Desde una perspectiva diplomática, Walter había elegido un mal momento para presentarse con los petos. El país había caído en una profunda recesión económica, la Bolsa estaba por los suelos y casi resultaba indecente que lo obsesionaran aún las aves canoras. Incluso las parejas de jubilados de Canterbridge Court se habían resentido —la deflación de sus inversiones había obligado a varios de ellos a cancelar su retiro anual de invierno en Florida o Arizona— y dos de las familias más jóvenes de la calle, los Dent y los Dolberg, se habían atrasado en los pagos de la hipoteca (que se habían disparado precisamente en el peor momento) y corrían el riesgo de perder sus casas. Mientras Teagan Dolberg esperaba las respuestas de empresas de consolidación de préstamos que parecían cambiar de número de teléfono y dirección de correo electrónico cada semana, y de asesores crediticios federales de bajo coste que al final, como se vio, no eran federales ni de bajo coste, el saldo pendiente de su Visa y su MasterCard se incrementaba en saltos mensuales de tres y cuatro mil dólares y las amigas y vecinas a quienes ella había vendido bonos de diez sesiones de manicura para el salón de manicura que había abierto en su sótano, seguían presentándose allí para que les hiciera las uñas sin aportar más ingresos. Incluso Linda Hoffbauer, cuyo marido tenía contratas seguras para el mantenimiento de carreteras con el condado de Itasca, había adquirido la costumbre de bajar el termostato y dejar que sus hijos fueran al colegio en el autobús escolar en lugar de llevarlos y recogerlos con su Suburban. Las preocupaciones flotaban como una nube de mosquitos en Canterbridge Court; invadían todas las casas a través de los noticiarios de la televisión por cable y las tertulias de la radio e internet. Había mucho twiteo en Twitter, pero el mundo de la naturaleza, con sus gorjeos y aleteos, que Walter invocaba como si a la gente aún tuviera que importarle, era una preocupación para la que ya no daban abasto.

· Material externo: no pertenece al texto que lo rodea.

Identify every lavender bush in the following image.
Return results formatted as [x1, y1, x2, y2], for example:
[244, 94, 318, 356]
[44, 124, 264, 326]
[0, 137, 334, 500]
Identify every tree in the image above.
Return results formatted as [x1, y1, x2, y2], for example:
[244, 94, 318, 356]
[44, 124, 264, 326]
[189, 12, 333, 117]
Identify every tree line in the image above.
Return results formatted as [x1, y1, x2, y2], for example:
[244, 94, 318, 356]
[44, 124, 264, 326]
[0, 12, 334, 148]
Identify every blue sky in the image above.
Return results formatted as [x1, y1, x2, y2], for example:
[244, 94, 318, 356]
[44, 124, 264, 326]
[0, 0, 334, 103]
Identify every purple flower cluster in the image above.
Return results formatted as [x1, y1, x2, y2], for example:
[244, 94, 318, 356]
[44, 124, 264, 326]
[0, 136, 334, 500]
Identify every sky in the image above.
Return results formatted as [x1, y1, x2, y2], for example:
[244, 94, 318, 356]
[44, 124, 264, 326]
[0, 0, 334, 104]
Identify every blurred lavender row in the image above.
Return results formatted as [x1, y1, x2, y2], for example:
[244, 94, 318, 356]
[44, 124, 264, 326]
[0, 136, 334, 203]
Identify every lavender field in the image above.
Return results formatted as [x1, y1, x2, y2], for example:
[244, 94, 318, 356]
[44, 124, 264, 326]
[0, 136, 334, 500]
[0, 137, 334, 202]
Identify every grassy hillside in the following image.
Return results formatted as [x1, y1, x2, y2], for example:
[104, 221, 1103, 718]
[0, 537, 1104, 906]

La siguiente vez que se supo de Walter fue en septiembre, cuando distribuyó panfletos por el vecindario al amparo de la noche. Las casas de los Dent y los Dolberg ya habían quedado vacías, sus ventanas oscurecidas como el piloto de llamada en espera de quienes habían telefoneado a las líneas de los servicios de urgencia y finalmente, resignados, habían colgado, pero una buena mañana los demás residentes de Canterbridge Estates, al despertar, encontraron ante sus puertas una carta dirigida a los «Queridos vecinos», redactada educadamente, donde volvían a enumerarse los argumentos antigato que Walter ya había esgrimido en dos ocasiones, más cuatro páginas adjuntas de fotografías que eran todo lo contrario de educadas. Por lo visto, Walter se había pasado el verano documentando las muertes de aves en su finca. Cada fotografía (había más de cuarenta) llevaba un rótulo con una fecha y el nombre de una especie. Las familias de Canterbridge que no tenían gato se ofendieron al verse incluidas en el reparto de panfletos, y las que sí tenían se ofendieron porque Walter parecía convencido de que sus mascotas eran las culpables de la muerte de todas las aves asesinadas en su finca. Linda Hoffbauer se indignó aún más al descubrir un panfleto donde uno de sus hijos podría haber quedado expuesto a imágenes traumáticas de gorriones decapitados y entrañas sanguinolentas. Telefoneó al sheriff del condado, con quien su marido y ella mantenían trato social, para averiguar si quizá Walter había incurrido en acoso ilegal. El sheriff dijo que no, pero accedió a pasarse por casa de Walter y decirle unas palabras de advertencia, visita que propició la inesperada noticia de que Walter tenía el título de abogado y no sólo era versado en los derechos que le garantizaba la Primera Enmienda, sino también en los estatutos de la comunidad de propietarios de Canterbridge, que contenían una cláusula según la cual los animales domésticos debían estar bajo el control de sus dueños en todo momento; el sheriff le aconsejó a Linda que rompiera el panfleto y siguiera con su vida.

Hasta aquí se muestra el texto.